Body language can’t show a lie, say experts on airport security

When it was revealed that investigations showed someone aboard MH370 had deliberately switched off the aircraft's communications system, many wondered if "not so innocent" passengers had been detected at the Kuala Lumpur International Airport before boarding the plane.

However, an article in The New York Times (NYT) pointed out that spotting deception is no easy task.

Although airport security screeners liked to think that they could read body language effectively, this may not be the case.

The United States Transportation Security Administration (TSA) has spent about US$1 billion training thousands of "behaviour detection officers", the NYT article said.

These officers are trained to look for facial expressions and other non-verbal clues which could identify terrorists.

But the NYT article said the TSA only inconvenienced tens of thousands of airline passengers annually, and has fallen for a classic form of self-deception, believing it can read liars' minds by watching their bodies.

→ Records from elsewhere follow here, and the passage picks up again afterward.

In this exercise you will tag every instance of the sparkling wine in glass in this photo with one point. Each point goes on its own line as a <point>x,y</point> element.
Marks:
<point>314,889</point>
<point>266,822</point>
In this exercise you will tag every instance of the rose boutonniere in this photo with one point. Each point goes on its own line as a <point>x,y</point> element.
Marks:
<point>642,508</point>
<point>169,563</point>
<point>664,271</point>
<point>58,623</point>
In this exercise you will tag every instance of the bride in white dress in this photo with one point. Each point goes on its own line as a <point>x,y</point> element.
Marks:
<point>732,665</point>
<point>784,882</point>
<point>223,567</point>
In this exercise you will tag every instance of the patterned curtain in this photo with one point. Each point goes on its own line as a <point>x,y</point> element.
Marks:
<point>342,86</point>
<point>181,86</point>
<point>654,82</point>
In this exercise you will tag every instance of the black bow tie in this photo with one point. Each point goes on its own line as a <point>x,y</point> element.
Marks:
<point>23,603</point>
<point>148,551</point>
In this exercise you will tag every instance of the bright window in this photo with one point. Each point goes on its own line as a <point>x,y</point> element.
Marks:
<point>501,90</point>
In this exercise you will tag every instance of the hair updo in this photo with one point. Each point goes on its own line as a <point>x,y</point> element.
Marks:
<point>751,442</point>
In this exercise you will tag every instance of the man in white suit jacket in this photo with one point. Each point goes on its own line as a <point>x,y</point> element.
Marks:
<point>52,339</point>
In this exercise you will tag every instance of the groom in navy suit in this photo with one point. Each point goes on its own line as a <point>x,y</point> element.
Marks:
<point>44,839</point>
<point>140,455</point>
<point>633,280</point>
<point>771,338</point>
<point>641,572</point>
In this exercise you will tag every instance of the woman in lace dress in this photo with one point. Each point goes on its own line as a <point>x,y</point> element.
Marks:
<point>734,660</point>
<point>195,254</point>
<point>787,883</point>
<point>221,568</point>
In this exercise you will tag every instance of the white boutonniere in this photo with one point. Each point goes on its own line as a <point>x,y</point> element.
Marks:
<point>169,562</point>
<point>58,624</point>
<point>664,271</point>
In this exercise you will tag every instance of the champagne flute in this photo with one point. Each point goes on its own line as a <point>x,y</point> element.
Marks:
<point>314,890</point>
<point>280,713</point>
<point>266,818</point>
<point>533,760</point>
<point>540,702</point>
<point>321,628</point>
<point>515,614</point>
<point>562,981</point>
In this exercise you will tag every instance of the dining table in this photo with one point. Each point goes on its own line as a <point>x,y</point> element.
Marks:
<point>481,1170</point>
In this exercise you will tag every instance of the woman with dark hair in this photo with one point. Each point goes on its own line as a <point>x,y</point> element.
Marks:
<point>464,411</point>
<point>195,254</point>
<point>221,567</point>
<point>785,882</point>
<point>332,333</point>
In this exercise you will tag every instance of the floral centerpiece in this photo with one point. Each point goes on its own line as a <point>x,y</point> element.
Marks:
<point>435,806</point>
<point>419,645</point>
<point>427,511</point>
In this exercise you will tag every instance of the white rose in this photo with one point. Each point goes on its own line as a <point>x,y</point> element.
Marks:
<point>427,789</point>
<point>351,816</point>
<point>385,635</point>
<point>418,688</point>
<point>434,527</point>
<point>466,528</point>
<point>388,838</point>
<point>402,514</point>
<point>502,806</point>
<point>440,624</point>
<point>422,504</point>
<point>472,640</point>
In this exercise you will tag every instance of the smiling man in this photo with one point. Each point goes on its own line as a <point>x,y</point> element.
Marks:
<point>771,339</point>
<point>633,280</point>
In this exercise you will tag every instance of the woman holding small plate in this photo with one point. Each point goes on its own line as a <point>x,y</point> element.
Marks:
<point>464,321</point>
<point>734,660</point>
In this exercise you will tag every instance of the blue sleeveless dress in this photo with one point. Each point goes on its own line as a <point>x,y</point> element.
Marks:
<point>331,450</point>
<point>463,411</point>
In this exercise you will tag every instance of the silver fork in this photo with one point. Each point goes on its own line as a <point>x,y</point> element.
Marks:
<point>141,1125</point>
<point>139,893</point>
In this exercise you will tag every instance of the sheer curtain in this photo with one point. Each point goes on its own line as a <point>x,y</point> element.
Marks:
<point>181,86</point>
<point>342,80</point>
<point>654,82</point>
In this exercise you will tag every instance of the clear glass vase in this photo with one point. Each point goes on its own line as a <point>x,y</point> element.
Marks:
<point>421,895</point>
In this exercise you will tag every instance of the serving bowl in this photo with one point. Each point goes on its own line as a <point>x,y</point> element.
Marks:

“There’s an illusion of insight that comes from looking at a person’s body,” Nicholas Epley, a professor of behavioral science at the University of Chicago, told NYT. “Body language speaks to us, but only in whispers.”

The NYT article may explain how two Iranian nationals, using stolen Austrian and Italian passports – or any other passengers with ill intentions – had managed to board MH370 on March 8 without raising suspicion.

The article said that many assumed that liars would give themselves away by avoiding eye contact or by some nervous gestures.

“The common-sense notion that liars betray themselves through body language appears to be little more than a cultural fiction,” says Maria Hartwig, a psychologist at John Jay College of Criminal Justice in New York City.

Researchers have found that the best clues to deceit are verbal, but even these differences are usually too subtle to be discerned reliably, said the article.

One technique taught to law-enforcement officers is to watch the upward eye movements of people as they talk, based on the “neuro-linguistic programming” theory, that people tend to glance upward to their right when lying, and upward to the left when telling the truth.

Scientific experiments, on the other hand, have shown that generally, it is not easy to spot liars.

Flight MH370, carrying 12 crew members and 227 passengers, dropped off the radar at 1.20am on March 8, and has never been found since, despite a global effort involving 26 countries.

A massive hunt is now focused on the southern Indian Ocean following satellite images of possible debris from the plane. – March 24, 2014.